For every series of trials of the same amplitude, a Chi-square-four-field test was performed to assess if the probability of the bee to react when the stimulus was present was higher than when absent. If the test was significant (χ2 > 3.84, p < 0.05), the amplitude was decreased; if not significant, the amplitude was increased. This procedure was repeated until a threshold was found. Each queen (both virgin and laying) and each drone were tested along with 14 trials for every amplitude. The workers were tested along with 30 trials. The difference in number of trials is due to the resistance of the various groups to vibrations and experimental conditions: queens and drones tended to get stressed much faster than workers. The subjects of drones, virgin queens, and laying queens were tested alone in the petri-dish, while workers were always paired. This choice was dictated by the sociality of honey bees: the presence of a companion made workers more reassured inside the tiny space of a petri-dish and allowed to perform the experiment. The experiment was run in a completed dark and isolated room, in order to exclude any distraction for the bees, with the only presence of a red light to permit to the experimenter to see (the red wavelength is out from the bee visual spectrum). The animals were collected from colonies situated in our university botanical garden and gently chilled with ice to position them inside the petri-dish and then transferred into the dark room. Afterward, a time span of 30–45 min was used to let the animals familiarize and acclimatize with the new environment, before the experiment was started (Figure 1). The same group of queens was tested for each frequency: 15 virgin queens and 13 laying queens, respectively. Conversely, different groups of 20 workers and 30 drones were tested for every frequency. In addition, different groups of 23 workers were tested for their freezing response for every frequency. The virgin queen age spanned from 2 to 5 days old. The age of laying queens instead spanned between 2 months old and 2 years old. The age of workers and drones is unknown, since they were taken randomly from the colonies.
Two workers in the petri-dish mounted on a vibrational exciter. Observations were made under dim red light.

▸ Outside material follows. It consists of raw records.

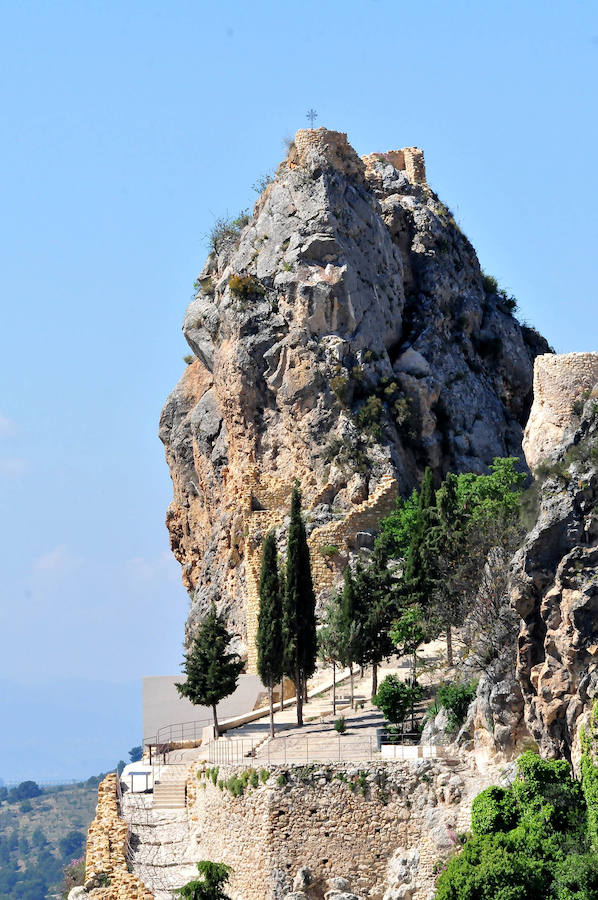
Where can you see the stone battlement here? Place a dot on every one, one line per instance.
(321, 148)
(559, 380)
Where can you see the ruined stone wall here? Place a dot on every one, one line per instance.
(364, 516)
(338, 821)
(559, 380)
(106, 870)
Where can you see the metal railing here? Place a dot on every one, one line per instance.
(283, 750)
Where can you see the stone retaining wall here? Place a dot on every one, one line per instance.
(107, 876)
(338, 821)
(559, 380)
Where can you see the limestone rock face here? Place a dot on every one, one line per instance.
(558, 382)
(556, 591)
(342, 337)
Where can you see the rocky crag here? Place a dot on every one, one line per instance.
(343, 336)
(539, 691)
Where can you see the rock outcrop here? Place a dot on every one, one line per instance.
(556, 587)
(345, 337)
(559, 383)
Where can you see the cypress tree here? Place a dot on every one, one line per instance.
(269, 628)
(299, 608)
(212, 671)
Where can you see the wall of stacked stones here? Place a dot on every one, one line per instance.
(338, 821)
(106, 868)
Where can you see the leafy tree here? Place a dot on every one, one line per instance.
(331, 640)
(214, 877)
(529, 841)
(375, 589)
(269, 629)
(299, 607)
(212, 670)
(396, 698)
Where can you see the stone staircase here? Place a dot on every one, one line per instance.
(161, 854)
(170, 791)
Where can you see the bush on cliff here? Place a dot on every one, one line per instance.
(529, 842)
(215, 876)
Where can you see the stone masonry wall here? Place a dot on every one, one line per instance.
(106, 870)
(364, 516)
(559, 380)
(338, 821)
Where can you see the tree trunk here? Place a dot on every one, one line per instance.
(299, 696)
(449, 646)
(333, 688)
(271, 699)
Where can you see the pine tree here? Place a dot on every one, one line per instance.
(269, 628)
(299, 608)
(212, 671)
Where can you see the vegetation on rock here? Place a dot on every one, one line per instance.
(212, 670)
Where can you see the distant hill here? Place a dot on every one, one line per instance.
(40, 835)
(63, 729)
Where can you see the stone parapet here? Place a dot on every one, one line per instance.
(107, 875)
(559, 380)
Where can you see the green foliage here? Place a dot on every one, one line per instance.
(493, 810)
(492, 289)
(395, 698)
(455, 697)
(212, 670)
(341, 386)
(269, 628)
(299, 605)
(369, 416)
(530, 841)
(226, 231)
(245, 288)
(214, 877)
(329, 550)
(399, 526)
(262, 183)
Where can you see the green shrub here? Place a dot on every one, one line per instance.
(493, 810)
(455, 698)
(226, 231)
(245, 288)
(214, 877)
(341, 387)
(530, 841)
(329, 550)
(395, 698)
(369, 415)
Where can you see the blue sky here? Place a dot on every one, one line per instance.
(126, 129)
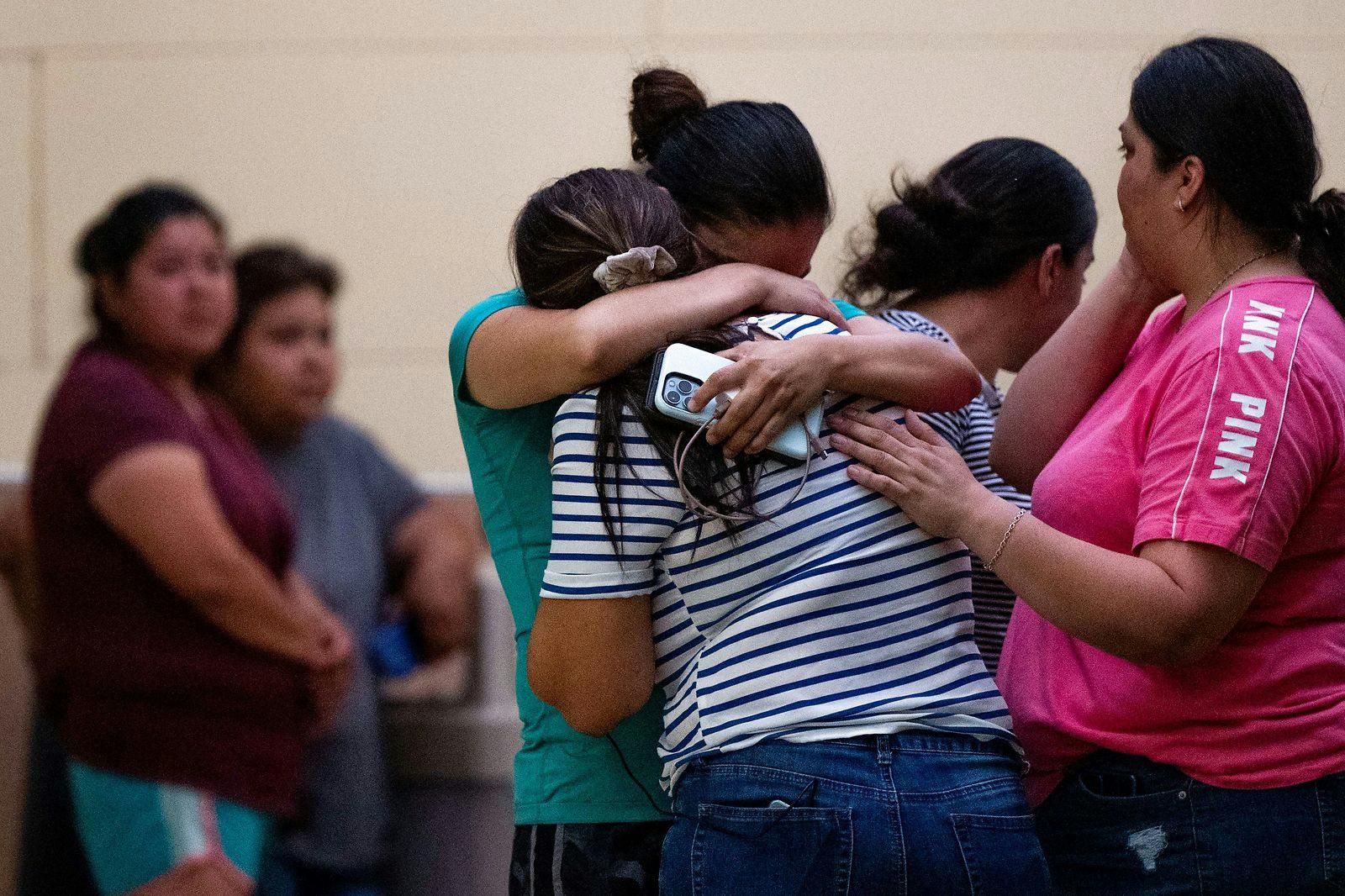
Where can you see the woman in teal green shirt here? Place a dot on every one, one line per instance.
(755, 192)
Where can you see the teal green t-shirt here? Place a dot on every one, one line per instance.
(560, 775)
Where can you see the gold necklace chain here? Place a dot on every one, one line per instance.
(1234, 272)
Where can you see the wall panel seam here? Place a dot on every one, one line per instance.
(40, 350)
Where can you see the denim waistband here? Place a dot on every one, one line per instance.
(927, 743)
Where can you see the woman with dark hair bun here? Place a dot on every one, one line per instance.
(182, 658)
(829, 723)
(989, 253)
(515, 356)
(363, 529)
(1176, 662)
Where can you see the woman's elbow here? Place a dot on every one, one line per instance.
(591, 709)
(957, 383)
(1012, 468)
(1172, 643)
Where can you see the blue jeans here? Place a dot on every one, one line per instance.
(1129, 825)
(867, 815)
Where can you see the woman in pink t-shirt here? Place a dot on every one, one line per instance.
(1176, 667)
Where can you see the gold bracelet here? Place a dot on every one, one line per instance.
(1022, 512)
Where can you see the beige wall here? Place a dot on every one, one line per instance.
(403, 134)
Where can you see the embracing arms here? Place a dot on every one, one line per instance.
(1066, 377)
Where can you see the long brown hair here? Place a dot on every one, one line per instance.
(562, 235)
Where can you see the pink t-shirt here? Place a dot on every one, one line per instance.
(1230, 430)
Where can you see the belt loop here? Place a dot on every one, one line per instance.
(884, 744)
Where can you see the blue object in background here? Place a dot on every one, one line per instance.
(392, 651)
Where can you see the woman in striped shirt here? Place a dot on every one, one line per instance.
(989, 253)
(829, 723)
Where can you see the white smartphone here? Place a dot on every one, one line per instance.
(679, 370)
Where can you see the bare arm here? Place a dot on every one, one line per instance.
(1169, 606)
(779, 381)
(439, 549)
(592, 660)
(159, 499)
(524, 356)
(1063, 381)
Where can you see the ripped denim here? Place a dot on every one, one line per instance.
(1129, 825)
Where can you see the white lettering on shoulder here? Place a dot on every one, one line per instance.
(1239, 439)
(1261, 329)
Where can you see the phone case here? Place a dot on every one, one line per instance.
(683, 363)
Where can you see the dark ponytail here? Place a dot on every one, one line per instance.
(1321, 244)
(562, 235)
(113, 240)
(975, 221)
(735, 163)
(1243, 114)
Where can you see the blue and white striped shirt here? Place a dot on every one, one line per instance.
(836, 618)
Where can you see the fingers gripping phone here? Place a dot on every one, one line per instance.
(679, 370)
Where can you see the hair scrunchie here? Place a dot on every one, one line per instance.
(634, 268)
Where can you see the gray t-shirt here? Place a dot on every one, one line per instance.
(347, 499)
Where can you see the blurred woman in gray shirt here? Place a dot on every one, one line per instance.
(363, 530)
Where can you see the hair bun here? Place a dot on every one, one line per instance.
(661, 98)
(1324, 214)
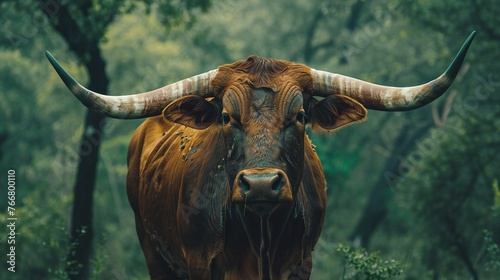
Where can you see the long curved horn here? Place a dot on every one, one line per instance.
(140, 105)
(383, 98)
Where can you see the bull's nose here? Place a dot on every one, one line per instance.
(262, 189)
(261, 186)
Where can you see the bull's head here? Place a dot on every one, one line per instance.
(262, 107)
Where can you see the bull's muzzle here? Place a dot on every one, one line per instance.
(262, 190)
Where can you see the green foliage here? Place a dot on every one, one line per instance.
(368, 266)
(446, 196)
(492, 252)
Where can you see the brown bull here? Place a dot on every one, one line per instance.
(223, 179)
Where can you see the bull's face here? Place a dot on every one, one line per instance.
(264, 128)
(264, 132)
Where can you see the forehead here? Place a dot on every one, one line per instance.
(285, 101)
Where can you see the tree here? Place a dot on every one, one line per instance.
(83, 26)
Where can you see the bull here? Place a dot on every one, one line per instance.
(222, 178)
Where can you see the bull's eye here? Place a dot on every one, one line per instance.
(301, 117)
(225, 119)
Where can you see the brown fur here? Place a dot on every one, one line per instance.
(182, 168)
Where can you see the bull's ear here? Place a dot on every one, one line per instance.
(192, 111)
(336, 111)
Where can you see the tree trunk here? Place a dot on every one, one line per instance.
(375, 210)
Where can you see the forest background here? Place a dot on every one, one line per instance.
(421, 186)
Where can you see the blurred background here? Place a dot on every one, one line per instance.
(419, 187)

The mean thresholds for every group and frequency were calculated and were successively compared with one another using U-test (for independent groups) to highlight any significant difference in sensitivity. The U-test was run using Matlab.
3 Results
Honey bees reacted behaviorally with an initial freezing response at the highest amplitudes and then with a stand-by antenna position or with a lowering of the antenna toward the ground, when the amplitudes were getting lower. The lowering of the antennas was particularly evident in drones. The vibrational sensitivity was higher for all the groups at 500 Hz (Figure 2). The lowest thresholds found in virgin queens and in workers at 500 Hz were 0.25 m/s2 pp. At all frequencies, workers and virgin queens were significantly more sensitive than laying queens and drones (U-test, p < 0.01). At 350 Hz and 400 Hz, laying queens were in addition significantly more sensitive than drones (U-test, p < 0.01), and at 350 Hz, virgin queens were in addition slightly but significantly more sensitive than workers (U-test, p < 0.01). In workers and drones, there was a significant difference in sensitivity between the lowest and the highest frequency (350 and 500 Hz; U-test, p < 0.01). Virgin queens present a constant threshold along all frequencies (U-test, p > 0.01). Details of the analysis and significant differences (p-values) among the four groups can be visualized in Table I in the Appendix.

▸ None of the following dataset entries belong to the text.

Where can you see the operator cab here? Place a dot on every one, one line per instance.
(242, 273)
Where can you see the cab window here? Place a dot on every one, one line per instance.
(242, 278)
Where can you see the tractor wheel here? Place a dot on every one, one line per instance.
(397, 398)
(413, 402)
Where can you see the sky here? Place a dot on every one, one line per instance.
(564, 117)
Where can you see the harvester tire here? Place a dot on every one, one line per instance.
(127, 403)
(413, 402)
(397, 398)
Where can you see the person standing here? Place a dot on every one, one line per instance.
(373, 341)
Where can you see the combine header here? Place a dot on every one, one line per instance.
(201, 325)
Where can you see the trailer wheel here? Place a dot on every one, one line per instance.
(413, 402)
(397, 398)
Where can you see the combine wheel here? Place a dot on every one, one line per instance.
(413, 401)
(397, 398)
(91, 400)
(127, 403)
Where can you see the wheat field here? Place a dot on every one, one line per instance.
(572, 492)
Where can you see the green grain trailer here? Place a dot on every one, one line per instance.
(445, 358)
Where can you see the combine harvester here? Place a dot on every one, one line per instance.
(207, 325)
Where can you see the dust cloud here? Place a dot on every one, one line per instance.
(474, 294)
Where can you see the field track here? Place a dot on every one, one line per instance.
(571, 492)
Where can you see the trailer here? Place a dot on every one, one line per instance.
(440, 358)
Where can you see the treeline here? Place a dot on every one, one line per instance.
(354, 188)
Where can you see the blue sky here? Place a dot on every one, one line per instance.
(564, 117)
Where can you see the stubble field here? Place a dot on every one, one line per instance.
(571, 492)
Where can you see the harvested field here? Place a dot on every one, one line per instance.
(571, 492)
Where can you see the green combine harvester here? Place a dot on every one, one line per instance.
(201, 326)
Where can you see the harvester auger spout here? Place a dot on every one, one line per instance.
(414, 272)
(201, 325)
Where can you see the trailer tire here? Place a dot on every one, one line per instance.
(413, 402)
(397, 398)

Mean vibrational sensitivity of drones, laying queens, workers, and virgin queens along the four tested frequencies (350 Hz, 400 Hz, 450 Hz, and 500 Hz). Virgin queens and workers are the most sensitive. All groups show maximal sensitivity at 500 Hz. Standard error bars indicate variability within samples. Sample size: 13 laying queens, 15 virgin queens, 20*4 workers, and 30*4 drones. Difference between subgroups is pairwise significantly different on the 1% level, when labels are not overlapping (U-test; see also Table I in Appendix).
The threshold of the freezing response of workers, tested in a petri-dish, was found constant along the four frequencies at 0.5 m/s2 pp (U-test; p > 0.01) and slightly but significantly higher than their threshold of general behavioral responses (U-test, p < 0.01 at all frequencies: p = 3.8*10¯5 at 350 Hz, 2.9*10¯⁹ at 400 Hz, 1.4*10¯⁸ at 450 Hz, and 4.7*10¯⁹ at 500 Hz).
4 Discussion
We can conclude that caste and sex have effects on the vibrational sensitivity in honey bees and that they may reflect the role that each group cover within the colony life and colony cycle.
4.1 Queens
A clear difference in sensitivity exist between virgin and laying queens, with virgin queens being significantly more sensitive than laying queens. The vibrational sensitivity of laying queens become more and more finest at the highest frequencies, while the sensitivity of virgin queens is almost constant along the four tested frequencies. This could potentially reflect the increasing of tooting’s frequency with age (Michelsen et al. 1986b). Indeed, at a young age and in the context of swarming, a sharp sensitivity is crucial for survival and queens need to be sensitive to all frequencies. With aging and with the queen becoming the only queen of the colony, the sensitivity would tune in turn more to the high frequencies than the low frequencies. It could be interesting to monitor the temporal change of the threshold of vibrational sensitivity in young queens and assess if it starts with fertilization or depends on age.
4.2 Workers
The high sensitivity for the workers is equivalent to efficient everyday work. Their sensitivity is similar to the one of virgin queens. Indeed, vibrational communication is at the base of the relations among these two groups. The vibrational sensitivity of workers turned out to be higher than what reported in previous behavioral studies run in the hive (Kirchner et al. 2022), which were measuring the freezing threshold. This is understandable, since the hive, differently from an isolated arena, is characterized by a lot of background noise, that may consequently increase the threshold. Indeed, the freezing is a response of the bee to substrate borne vibrations at a certain threshold (Michelsen et al. 1986a), which does not exclude that bees may be more sensitive to substrate borne vibrations than this. In the current study, the freezing response threshold is clearly higher than the general vibrational sensitivity threshold and this finest vibrational sensitivity is represented by reactions as the stand by position and the lowering of the antenna.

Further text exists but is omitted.